Is there any way for there to be intrusion on port 80, since that will be used for normal internet traffic?
I am not sure if i understand the question correctly. Port 80 is for hypertext transport protocol (http). It is the default port a web server (=httpd, http-daemon) uses. Suppose you use http to surf to some web site:

You send a request to some site, using http and contacting port 80 at, say,

The httpd (read: apache, tomcat, IIS, ...) sits there at the server and listens at port 80 when your request comes in.

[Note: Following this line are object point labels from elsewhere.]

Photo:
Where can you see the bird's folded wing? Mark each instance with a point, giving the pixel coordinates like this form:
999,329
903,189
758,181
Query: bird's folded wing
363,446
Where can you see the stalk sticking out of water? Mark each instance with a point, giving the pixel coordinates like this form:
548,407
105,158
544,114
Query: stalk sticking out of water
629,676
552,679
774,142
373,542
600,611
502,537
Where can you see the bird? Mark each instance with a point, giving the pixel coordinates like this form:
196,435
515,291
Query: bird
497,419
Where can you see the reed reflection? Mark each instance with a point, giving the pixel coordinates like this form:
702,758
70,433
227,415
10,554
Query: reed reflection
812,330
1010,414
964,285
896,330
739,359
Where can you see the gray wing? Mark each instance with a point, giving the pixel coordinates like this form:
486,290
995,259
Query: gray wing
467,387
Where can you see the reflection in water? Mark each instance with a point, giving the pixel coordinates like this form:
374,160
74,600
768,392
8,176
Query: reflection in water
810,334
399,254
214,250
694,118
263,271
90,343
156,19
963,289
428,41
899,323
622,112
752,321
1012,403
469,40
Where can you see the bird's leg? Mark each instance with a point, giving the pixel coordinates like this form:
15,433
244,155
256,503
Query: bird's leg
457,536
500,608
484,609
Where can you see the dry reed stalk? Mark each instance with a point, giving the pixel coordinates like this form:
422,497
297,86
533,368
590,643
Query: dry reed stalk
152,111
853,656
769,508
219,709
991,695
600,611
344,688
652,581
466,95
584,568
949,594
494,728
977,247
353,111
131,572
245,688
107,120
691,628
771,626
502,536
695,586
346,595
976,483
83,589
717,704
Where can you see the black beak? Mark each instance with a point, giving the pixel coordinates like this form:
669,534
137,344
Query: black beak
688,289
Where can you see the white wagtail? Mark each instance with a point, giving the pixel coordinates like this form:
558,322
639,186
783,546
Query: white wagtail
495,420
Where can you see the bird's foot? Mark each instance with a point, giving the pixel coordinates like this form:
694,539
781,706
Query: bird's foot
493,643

It picks it up, creates an answer (=web page) and sends it to you, using some unspecified free port on its own system and port 80 at yours.

Your http-client (read: web browser) takes this message apart, creates an answer (for instance, by you clicking on a link, etc.) an sends it back, etc..

A "message" in http is similar to an MIME e-mail in format. It can consist of several parts (pictures, scripts, ...) and of course one (or even several) of these parts can contain malicious code. If you download such code and you run a widespread graphical interrupt handler instead of an OS, your system could become infected with some malware, adware, virus, worm, ...

You would have gotten this malicious code through your port 80, like all the other http messages you get. Closing it would simply forbid any http traffic and effectively prohibit http-connections of any sort. You can either use some scanner inspecting what comes through port 80 (this is how virus scanners work - they pose as daemons listening at port 80 and only pass to the originally intended client after having inspected what comes through) or use a system which cannot be affected by malicious code. Code, malicious or not, will not carry out its purpose until being run and it runs with the privileges of the user running it. This is why it is a very bad idea to surf the web as "root" in Unix. Alas, some OSes are only usable as "Administrator" and so the problem starts.

I am not sure if i have addressed your concern. In case i haven't: please ask clearly, what you want to know.

I hope this helps.

# 5  
Old 10-19-2013
Sure the remote server uses local port 80 to send pages back? I don't think so; it will use the originating port...
# 6  
Old 10-19-2013
Originally Posted by RudiC
Sure the remote server uses local port 80 to send pages back? I don't think so; it will use the originating port...
OOps, you are right. Somehow, during the several sessions it took to write the answer, i managed to confuse myself. Thanks for the correction.